Today’s youth have expanded their interactions into cyberspace at unprecedented levels. With the ease of use and instant gratification of social media sites like Facebook and Twitter, many youth are essentially live-blogging their day-to-day lives.
Most of us remember the challenges of navigating the tricky social waters of adolescence. Awkwardness, cliques, fear of ostracism and the desire for popularity are deeply ingrained in our memories and remain the fabric of many teens’ lives. Despite focused efforts on empowering youth and helping teens develop positive social mores, peer pressure and bullying still exist. What’s different now is that the neighborhood bully has also expanded into cyberspace. The nasty message written on the restroom wall reached a very limited audience, but the same cruelty posted online can literally be seen around the world in a matter of seconds. While cyberbullying can take many forms and involve different levels of intensity, real harm can easily spill over into the offline world through social ostracism, psychological torment, and even physical threats. The effect on youths’ educational experiences is often substantial.

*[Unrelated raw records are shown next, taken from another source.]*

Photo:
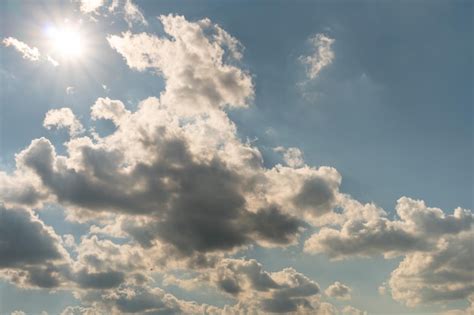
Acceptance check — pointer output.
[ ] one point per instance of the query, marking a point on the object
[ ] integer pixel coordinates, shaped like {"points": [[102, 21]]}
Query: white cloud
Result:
{"points": [[90, 6], [443, 274], [293, 157], [70, 90], [418, 229], [191, 63], [63, 118], [339, 291], [350, 310], [322, 56], [30, 53], [133, 13]]}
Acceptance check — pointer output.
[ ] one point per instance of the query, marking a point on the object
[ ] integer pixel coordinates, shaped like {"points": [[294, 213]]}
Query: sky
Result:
{"points": [[236, 157]]}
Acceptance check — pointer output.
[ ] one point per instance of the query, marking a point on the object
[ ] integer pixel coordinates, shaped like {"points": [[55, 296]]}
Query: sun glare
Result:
{"points": [[65, 42]]}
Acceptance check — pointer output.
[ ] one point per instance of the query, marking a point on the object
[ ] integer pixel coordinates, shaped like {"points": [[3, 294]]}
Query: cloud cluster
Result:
{"points": [[322, 56], [437, 248], [192, 63], [30, 53], [31, 254], [63, 118], [179, 189], [293, 157], [339, 291]]}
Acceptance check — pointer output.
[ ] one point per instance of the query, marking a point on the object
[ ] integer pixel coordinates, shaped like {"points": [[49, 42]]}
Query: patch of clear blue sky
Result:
{"points": [[393, 112]]}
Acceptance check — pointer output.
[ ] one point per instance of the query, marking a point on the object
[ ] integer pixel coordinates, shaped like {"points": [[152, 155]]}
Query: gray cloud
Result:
{"points": [[339, 290], [30, 252]]}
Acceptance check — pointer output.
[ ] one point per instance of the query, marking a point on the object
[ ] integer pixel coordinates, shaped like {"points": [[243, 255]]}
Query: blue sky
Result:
{"points": [[391, 112]]}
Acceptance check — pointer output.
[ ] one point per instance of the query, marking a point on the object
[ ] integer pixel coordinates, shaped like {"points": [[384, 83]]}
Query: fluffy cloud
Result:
{"points": [[350, 310], [418, 229], [30, 53], [184, 180], [191, 63], [293, 157], [178, 187], [133, 14], [63, 118], [339, 291], [321, 57], [31, 253], [90, 6], [273, 292], [444, 274], [437, 248]]}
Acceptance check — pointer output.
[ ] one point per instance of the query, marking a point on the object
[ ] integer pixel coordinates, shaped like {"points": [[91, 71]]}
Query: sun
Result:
{"points": [[65, 42]]}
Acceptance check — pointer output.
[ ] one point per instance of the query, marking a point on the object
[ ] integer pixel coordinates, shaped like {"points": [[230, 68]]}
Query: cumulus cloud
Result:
{"points": [[436, 248], [70, 90], [133, 13], [63, 118], [31, 253], [418, 229], [339, 291], [293, 157], [178, 187], [443, 274], [350, 310], [273, 292], [105, 108], [90, 6], [191, 63], [30, 53], [322, 56]]}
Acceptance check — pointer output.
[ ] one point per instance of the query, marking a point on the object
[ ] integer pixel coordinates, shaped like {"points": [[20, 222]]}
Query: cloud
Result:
{"points": [[31, 253], [191, 63], [436, 248], [442, 274], [30, 53], [339, 291], [177, 187], [350, 310], [418, 229], [293, 157], [90, 6], [322, 56], [274, 292], [63, 118], [105, 108], [70, 90], [133, 14], [468, 310]]}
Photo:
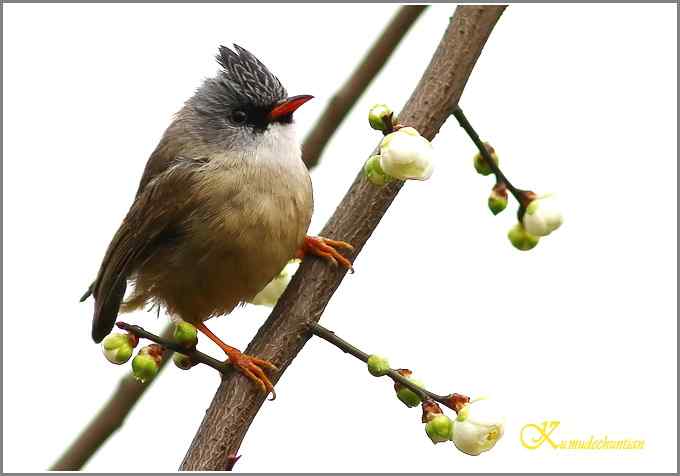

In September 2011, New York State Governor Andrew Cuomo signed the Cybercrime Youth Rescue Act, which charged the Office of Children and Family Services (OCFS), in consultation with the Division of Criminal Justice Services (DCJS) and the State Education Department, to develop and implement an education reform program for youth who have been charged with or convicted of cyberbullying or sending obscenity or nudity through electronic means, commonly known as sexting. The program’s goal is to help youth recognize the seriousness and widespread effects of these behaviors and to modify their actions before they escalate to levels with more dire legal consequences.
OCFS turned to the expertise of PDP to develop an effective, engaging online course for youth aged 14-17 who have been adjudicated for cyberbullying and sexting offenses. Working in consultation with a nationally recognized expert, PDP developed a self-guided online training program that uses reality-based scenarios to teach adolescents about the legal and non-legal consequences of their actions and help them learn to make better choices in using technology. The program explains what cyberbullying and sexting are, describes why these activities can constitute crimes in New York, guides youth toward thoughtful decision-making and critical thinking skills, demonstrates how electronic communications persist in cyberspace and can reach unintended audiences, and helps youth develop a personal code of cyber-conduct to improve their online interactions.
The program uses a graphic novel-style interface, voice-overs, and interactive activities to engage youth. Talented members of a Capital Region high school’s drama club participated in photo shoots and recording sessions that were incorporated in the program.